Tabby has launched Tabby Cash, a fee-free cash account and its first move into everyday banking since the Dubai buy now, pay later provider was founded in 2019. Tabby said more than 150,000 customers have signed up ahead of a full rollout across the UAE in the coming weeks.

The account carries no setup, monthly or card fees and comes with a linked Tabby Cash Card for local and international spending. Standard users earn 1% cashback on selected categories and international purchases; subscribers to Tabby Plus, the company’s paid membership tier, earn 3%.

Tabby is offering a flat 3% cashback rate to all cardholders as a launch promotion running until 1 November 2026. Local transfers are free and unlimited at launch, with international transfers planned for a later release.

Hosam Arab, chief executive and co-founder of Tabby
Hosam Arab

Hosam Arab, chief executive and co-founder of Tabby, said: “We started Tabby because we believed money should be flexible enough to work around your life, not the other way around. That belief hasn’t changed, but what we’re doing about it has. We’re building a place where people have full control over their money, with the same clarity and flexibility they’ve come to expect from us.”

Tabby said UAE credit cards typically charge 30-46% annual interest and that sending money abroad through banks can cost more than AED 75 before exchange markups, the frictions it says the account is built to reduce. International transfers aren’t yet live on Tabby Cash.

First product under new licence

Tabby Cash is the first product Tabby has issued under a Stored Value Facilities (SVF) licence granted by the Central Bank of the UAE. SVFs are regulated under a CBUAE regulation first issued in November 2020 to bring prepaid and e-money instruments under central bank supervision, separate from the licences that govern Tabby’s core instalment-payment business.

Comes after $4.5bn valuation

The launch follows a run of large funding events for Tabby.

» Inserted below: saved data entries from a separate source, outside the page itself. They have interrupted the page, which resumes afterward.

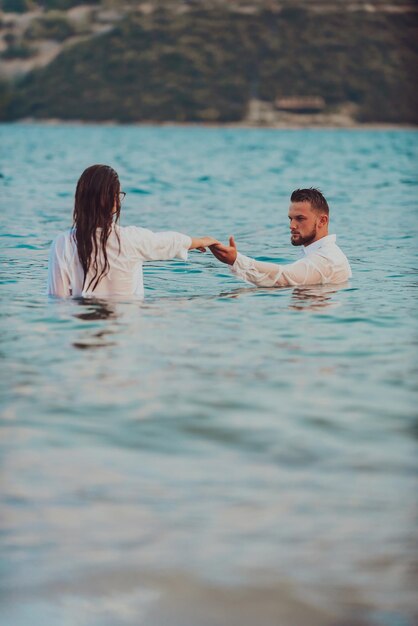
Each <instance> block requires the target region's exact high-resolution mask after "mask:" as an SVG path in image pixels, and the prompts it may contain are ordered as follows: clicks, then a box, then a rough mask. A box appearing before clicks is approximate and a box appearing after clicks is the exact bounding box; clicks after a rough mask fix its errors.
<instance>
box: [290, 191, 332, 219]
mask: <svg viewBox="0 0 418 626" xmlns="http://www.w3.org/2000/svg"><path fill="white" fill-rule="evenodd" d="M290 201H291V202H310V204H311V207H312V208H313V209H315V210H316V211H318V212H321V213H326V215H329V206H328V202H327V201H326V200H325V198H324V196H323V195H322V192H321V191H320V190H319V189H315V187H309V189H295V191H294V192H293V193H292V195H291V196H290Z"/></svg>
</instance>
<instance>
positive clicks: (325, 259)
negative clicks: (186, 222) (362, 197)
mask: <svg viewBox="0 0 418 626" xmlns="http://www.w3.org/2000/svg"><path fill="white" fill-rule="evenodd" d="M290 202H291V204H290V207H289V220H290V241H291V243H292V245H294V246H303V248H302V250H303V258H302V259H300V260H299V261H296V262H295V263H289V264H287V265H277V264H276V263H264V262H262V261H256V260H255V259H251V258H250V257H247V256H244V255H243V254H240V253H239V252H238V250H237V247H236V244H235V241H234V238H233V237H230V239H229V246H224V245H222V244H215V245H213V246H210V249H211V251H212V253H213V254H214V256H215V257H216V258H217V259H219V261H222V263H227V264H228V265H230V266H231V270H232V272H233V273H234V274H235V275H236V276H238V277H239V278H242V279H243V280H246V281H248V282H250V283H253V284H254V285H257V286H258V287H290V286H295V285H319V284H325V283H333V284H338V283H344V282H346V281H347V280H348V279H349V278H350V277H351V268H350V264H349V263H348V260H347V258H346V256H345V254H344V253H343V252H342V250H340V248H339V247H338V246H337V244H336V235H329V234H328V224H329V207H328V203H327V201H326V200H325V198H324V196H323V195H322V193H321V192H320V191H319V190H318V189H314V188H313V187H311V188H310V189H296V191H294V192H293V193H292V195H291V197H290Z"/></svg>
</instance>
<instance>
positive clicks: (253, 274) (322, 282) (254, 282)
mask: <svg viewBox="0 0 418 626" xmlns="http://www.w3.org/2000/svg"><path fill="white" fill-rule="evenodd" d="M312 256H313V255H312ZM231 270H232V272H233V274H235V275H236V276H238V277H239V278H242V279H243V280H245V281H247V282H249V283H252V284H254V285H257V286H258V287H293V286H297V285H318V284H322V283H324V282H326V280H327V277H328V275H329V273H330V268H329V261H328V260H327V259H326V258H324V257H320V256H319V255H318V258H317V259H316V258H315V260H313V259H311V258H307V257H305V258H303V259H300V260H299V261H296V262H295V263H289V264H288V265H277V264H276V263H265V262H263V261H256V260H255V259H251V258H250V257H247V256H244V255H243V254H240V253H239V252H238V255H237V258H236V261H235V263H234V265H233V266H232V267H231ZM331 271H332V268H331Z"/></svg>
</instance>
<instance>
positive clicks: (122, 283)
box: [48, 224, 191, 298]
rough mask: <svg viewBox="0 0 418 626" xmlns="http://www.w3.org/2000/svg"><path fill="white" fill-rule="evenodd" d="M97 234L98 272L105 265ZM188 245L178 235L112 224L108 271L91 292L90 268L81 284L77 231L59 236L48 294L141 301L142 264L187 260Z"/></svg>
mask: <svg viewBox="0 0 418 626" xmlns="http://www.w3.org/2000/svg"><path fill="white" fill-rule="evenodd" d="M100 233H101V229H100V228H98V229H97V231H96V243H97V250H98V254H97V261H98V267H99V268H101V267H103V264H104V256H103V252H102V250H101V247H100ZM190 245H191V238H190V237H188V236H187V235H183V234H181V233H176V232H160V233H153V232H152V231H150V230H147V229H146V228H138V227H136V226H127V227H121V226H119V225H117V224H113V225H112V228H111V230H110V233H109V237H108V239H107V241H106V254H107V260H108V264H109V270H108V272H107V273H106V274H105V275H104V276H102V278H101V279H100V281H99V283H98V285H97V286H96V287H95V289H94V291H93V290H92V289H91V281H92V279H93V278H94V269H93V267H92V266H91V267H90V268H89V271H88V273H87V276H86V279H85V280H84V272H83V268H82V265H81V262H80V259H79V256H78V251H77V242H76V231H75V230H74V229H71V230H69V231H67V232H65V233H61V234H60V235H58V237H57V238H56V239H55V241H54V242H53V244H52V246H51V252H50V257H49V272H48V293H49V294H50V295H57V296H61V297H66V296H73V297H74V296H75V297H77V296H89V295H94V296H95V297H99V298H100V297H109V296H112V297H125V296H126V297H132V296H134V297H143V295H144V284H143V274H142V264H143V262H144V261H151V260H164V259H172V258H175V257H177V258H181V259H183V260H187V252H188V249H189V248H190ZM83 284H84V288H83Z"/></svg>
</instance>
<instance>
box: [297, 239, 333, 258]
mask: <svg viewBox="0 0 418 626" xmlns="http://www.w3.org/2000/svg"><path fill="white" fill-rule="evenodd" d="M336 241H337V235H326V237H321V239H318V241H314V242H313V243H310V244H309V246H303V252H304V253H305V255H307V254H312V252H315V250H319V248H322V247H323V246H325V245H327V244H329V243H335V242H336Z"/></svg>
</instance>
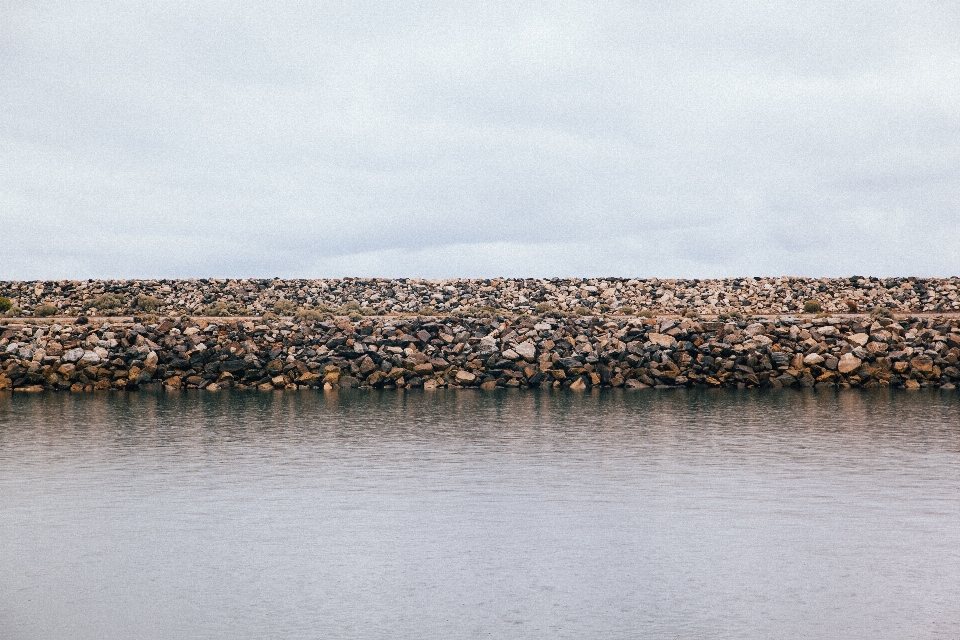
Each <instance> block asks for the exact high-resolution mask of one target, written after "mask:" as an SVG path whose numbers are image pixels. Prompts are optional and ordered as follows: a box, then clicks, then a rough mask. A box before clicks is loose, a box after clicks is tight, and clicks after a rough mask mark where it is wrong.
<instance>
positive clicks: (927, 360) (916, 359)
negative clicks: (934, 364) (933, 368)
mask: <svg viewBox="0 0 960 640" xmlns="http://www.w3.org/2000/svg"><path fill="white" fill-rule="evenodd" d="M910 366H911V367H913V368H914V369H916V370H917V371H919V372H921V373H930V372H932V371H933V358H931V357H930V356H916V357H914V358H911V359H910Z"/></svg>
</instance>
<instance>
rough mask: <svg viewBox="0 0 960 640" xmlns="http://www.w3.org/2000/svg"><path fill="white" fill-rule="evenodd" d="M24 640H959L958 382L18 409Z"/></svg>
mask: <svg viewBox="0 0 960 640" xmlns="http://www.w3.org/2000/svg"><path fill="white" fill-rule="evenodd" d="M0 637H3V638H12V639H33V638H266V637H270V638H487V637H489V638H674V637H675V638H780V637H797V638H801V637H809V638H934V637H943V638H956V637H960V394H952V393H948V392H933V393H926V392H924V393H920V392H918V393H903V392H901V393H893V392H889V393H888V392H875V393H866V392H840V393H836V392H830V393H824V392H816V393H809V394H803V393H799V392H795V391H791V392H782V393H769V394H764V393H757V392H747V393H737V392H732V391H724V392H673V391H666V392H637V393H620V392H604V393H595V394H589V393H588V394H582V395H576V394H572V393H568V392H564V393H551V392H548V391H545V392H530V391H526V392H518V393H510V392H503V393H479V392H475V391H460V392H456V391H445V392H438V393H423V392H416V393H402V392H401V393H397V392H385V393H377V392H363V391H354V392H351V393H346V392H341V393H340V394H339V395H323V394H318V393H312V392H311V393H307V392H292V393H266V394H259V393H216V394H210V393H182V394H178V395H173V394H166V395H163V394H160V395H152V394H150V393H146V392H143V393H137V394H130V395H125V394H119V393H105V394H90V395H87V394H80V395H68V394H56V395H53V394H40V395H24V394H15V395H10V394H7V395H4V396H0Z"/></svg>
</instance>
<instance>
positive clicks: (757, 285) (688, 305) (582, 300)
mask: <svg viewBox="0 0 960 640" xmlns="http://www.w3.org/2000/svg"><path fill="white" fill-rule="evenodd" d="M958 287H960V278H940V279H938V278H868V277H859V276H854V277H850V278H820V279H812V278H787V277H782V278H730V279H725V280H660V279H657V278H650V279H636V278H634V279H625V278H591V279H582V278H574V279H560V278H552V279H493V280H482V279H473V280H464V279H455V280H417V279H407V278H400V279H380V278H344V279H336V280H331V279H321V280H280V279H269V280H255V279H245V280H227V279H201V280H193V279H191V280H85V281H50V282H43V281H36V282H11V281H6V282H0V297H6V298H9V299H10V300H11V303H12V304H13V305H14V306H15V307H16V308H17V309H19V312H20V313H22V314H23V315H25V316H31V315H43V314H44V313H46V314H47V315H53V316H68V317H77V316H80V315H90V316H123V315H131V314H135V313H137V312H143V311H150V312H154V313H157V314H159V315H178V316H179V315H183V314H188V315H193V316H235V317H239V316H260V315H262V314H264V313H265V312H271V311H274V310H275V309H276V308H277V305H278V303H279V304H280V305H287V306H288V307H291V308H295V309H319V310H321V311H335V310H338V309H341V308H343V307H344V306H345V305H351V304H352V305H353V306H354V307H355V310H357V311H358V312H361V313H362V314H363V315H397V314H416V313H419V314H426V315H430V314H447V313H455V314H463V315H476V314H478V313H479V312H481V311H484V310H486V311H487V312H488V313H489V312H493V311H496V312H499V313H505V314H512V315H522V314H531V315H533V314H540V315H543V314H546V313H548V312H549V311H551V310H552V311H556V312H557V313H559V314H563V313H568V314H581V315H588V314H594V315H595V314H603V315H633V314H635V313H638V312H641V311H645V312H650V313H654V314H683V313H690V312H695V313H698V314H700V315H703V316H717V315H721V314H732V313H739V314H743V315H775V314H784V313H799V312H802V311H804V307H805V305H807V304H808V303H816V304H817V305H819V307H820V309H821V310H822V311H823V312H826V313H851V312H852V313H856V312H860V313H865V312H869V311H871V310H873V309H878V308H887V309H890V310H892V311H894V312H903V313H921V312H927V313H930V312H934V313H935V312H939V313H954V312H960V292H958ZM44 305H46V307H44ZM41 309H46V311H41ZM808 310H811V309H808ZM281 315H282V314H281Z"/></svg>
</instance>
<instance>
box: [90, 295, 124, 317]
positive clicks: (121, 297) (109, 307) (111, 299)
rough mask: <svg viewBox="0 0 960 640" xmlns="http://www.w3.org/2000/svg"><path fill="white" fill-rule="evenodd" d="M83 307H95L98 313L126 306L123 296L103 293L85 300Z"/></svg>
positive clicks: (114, 309)
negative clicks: (95, 297)
mask: <svg viewBox="0 0 960 640" xmlns="http://www.w3.org/2000/svg"><path fill="white" fill-rule="evenodd" d="M83 306H84V308H86V309H92V308H95V309H96V310H97V311H99V312H100V313H103V312H104V311H113V310H115V309H121V308H123V307H125V306H126V303H125V302H124V300H123V298H122V297H121V296H119V295H117V294H115V293H104V294H103V295H99V296H97V297H96V298H92V299H90V300H87V302H86V303H84V305H83Z"/></svg>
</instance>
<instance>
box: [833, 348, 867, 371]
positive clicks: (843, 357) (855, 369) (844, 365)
mask: <svg viewBox="0 0 960 640" xmlns="http://www.w3.org/2000/svg"><path fill="white" fill-rule="evenodd" d="M862 362H863V361H862V360H860V358H858V357H857V356H855V355H853V354H852V353H845V354H843V355H842V356H840V360H839V361H838V362H837V371H839V372H840V373H852V372H854V371H856V370H857V369H859V368H860V365H861V364H862Z"/></svg>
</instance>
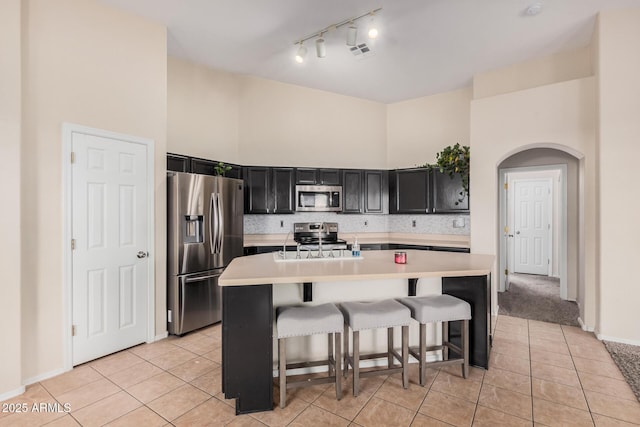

  • In February 2025, the company raised a $160 million Series E led by Blue Pool Capital and Hassana Investment Company, valuing it at $3.3 billion, a round TechCrunch reported at the time was explicitly earmarked to fund Tabby’s expansion beyond BNPL.
  • In October 2025, early investors sold shares in a secondary transaction co-led by HSG and Boyu Capital that valued the company at $4.5 billion, up from $3.3 billion eight months earlier.
  • Tabby has reportedly engaged HSBC, JP Morgan and Morgan Stanley to support a public listing in Saudi Arabia.

Part of a regional pattern

Tabby isn’t the only Gulf BNPL provider broadening its licence base. In March 2025, Saudi Arabia’s central bank, SAMA, granted Tamara a full consumer finance licence covering both BNPL and consumer finance activity, allowing it to offer financing above the SAR 5,000 threshold that applied to its earlier BNPL-only licence.

Sophie Guibaud, an IFC nominee director and co-chair of the Saudi chapter of the Mena Fintech Association
Sophie Guibaud

Sophie Guibaud, an IFC nominee director and co-chair of the Saudi chapter of the Mena Fintech Association, has described BNPL as “the most visible face” of the Gulf’s wider embedded finance shift, “because you see it everywhere and the user numbers are significant.”

She has argued the region’s absence of legacy banking infrastructure is accelerating that shift, telling Fintech TV that consumers can now “access financial services, insurance, and investments where and when they need them,” rather than being tied to a single bank.

Tabby said Tabby Cash will roll out to its full UAE customer base in the coming weeks, after which the flat 3% cashback promotion is due to revert to the standard 1%-3% tiered structure on 1 November 2026.